Reportagem


Royal Blood + Black Honey

Ritual do Descomunal

Campo Pequeno

28/10/2017


O luxo que é a ter realeza do rock pesado duas vezes cá pelo burgo não deve ser sobrestimado. E, no entanto, houve quem estivesse a ver os The National.

Pronto, pronto. Foi só uma farpa bem-disposta. Nós também gostamos dos The National, mas o entusiasmo de ouvir – ou não, depende da proximidade a palco –  a “Vanderlyle Crybaby Geeks” desligada dos amplificadores não está lá.

Não, o que queremos para a nossa vida é a sequela do melhor concerto do palco secundário no NOS Alive. O que suscita a questão, é a sequela capaz de superar o original?

Bem, não. Mas, continuando a analogia, ainda que Royal Blood no Campo Pequeno não tenha sido um “Império Contra-Ataca”, foi um sólido “Rocky II”. É a mesma história, estamos a torcer pelo mesmo, as mesmas emoções vêm à tona, mas um bocadinho menos. Admitimos que o “factor surpresa” já não estar presente possa ter influenciado a nossa análise. Mas não nos interpretem mal, se no Alive foi um 9, no Campo Pequeno foi um 8,5. Se alguém disser que foi o concerto de uma vida, aceitamos sem torcer o nariz.
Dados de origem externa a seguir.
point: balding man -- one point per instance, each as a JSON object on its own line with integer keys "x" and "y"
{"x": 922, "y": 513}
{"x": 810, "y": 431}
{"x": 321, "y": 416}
A noite começou com o “olá, Lisboa” dos Black Honey e respectivas apresentações.  Não queremos fazer a mesma comparação sempre que uma frontwoman loira de voz arranhada pisa um palco, mas não passou um segundo em que não nos lembrássemos da Courtney Love. São parecidas? Marginalmente, mas se não há ali influências, há coincidências, pela certa.

Black Honey

Black Honey

A banda de Brighton, conterrânea dos anfitriões da noite, fez conhecer o seu indie rock ao público português que se mostrou disponível para palmas e gritos de aprovação. O som nem sempre foi o melhor, mas há garra nos riffs dos britânicos para nos trazer boas memórias de Angel Olson e de “Shut Up Kiss Me” ou dos Lush. A comparação é do The Guardian, mas faz sentido.
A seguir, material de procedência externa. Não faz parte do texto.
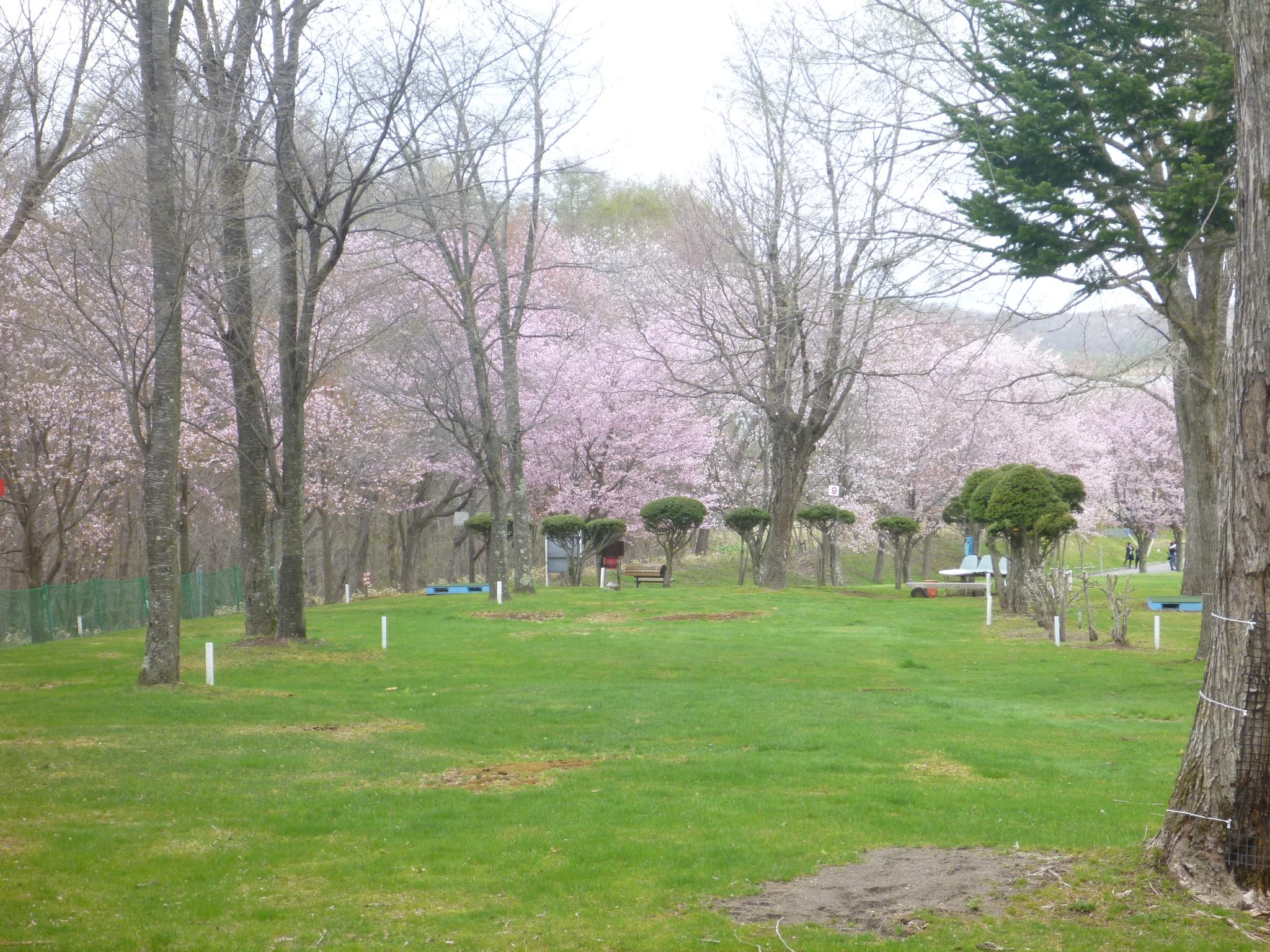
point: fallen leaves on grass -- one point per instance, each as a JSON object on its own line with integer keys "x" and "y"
{"x": 521, "y": 616}
{"x": 340, "y": 731}
{"x": 504, "y": 776}
{"x": 704, "y": 617}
Em menos de uma hora a banda fez render uma setlist de sete temas que a custo se entranharam e nos deixaram a questionar se teríamos gostado mais se já os conhecêssemos. “We are Black Honey and we are supporting your favorite band. Are you ready?” Prometemos estar para a próxima. Ficámos com a distinta impressão que a canção que será o próximo single foi dos melhores momentos em palco, mas o som que saía do microfone da vocalista não deixou perceber-lhe o nome. “Hello Today” fez abanar cabeças e acabámos por sair satisfeitos. A lição estudada e melhor som para uma próxima vez é o que pedimos.

Está na altura do duo da noite entrar em palco. Enquanto se espera que o palco se componha pede-se mais uma cerveja enquanto as 21h não chegam. Pequeno à parte: às dez pessoas que cantaram os refrães da “All My Life” dos Foo Fighters enquanto ela passava no PA, o maior dos “thumbs up” para vocês.

À hora marcada tudo estava pronto. As luzes apagam-se, as colunas debitam “Down in Mexico”, tema dos The Coasters, e Mike Kerr e Ben Thatcher entram em palco acompanhados por um duo de moças que ajudaria pontualmente nos coros. É a “wraygunificação” dos eventos ao vivo e nós aprovamos.

“How Did It Get So Dark”, single do álbum homónimo dá o mote para o ror de música pesada e orelhuda que se precipitaria pelo Campo Pequeno sem nunca dar cavaco. O moche que começou em “Where Are You Now” foi presença constante e acalentada. A voz afinada do público deu corpo à de Mike, mas quando este se calava para deixar os riff falarem por si reparámos na primeira diferença de atitude em relação ao concerto do NOS Alive: o Campo Pequeno era mais selectivo nas linhas de baixo que emulava. Também o som parecia não tão cheio, pormenor tanto mais estranho quando comparamos uma tenda a um espaço fechado.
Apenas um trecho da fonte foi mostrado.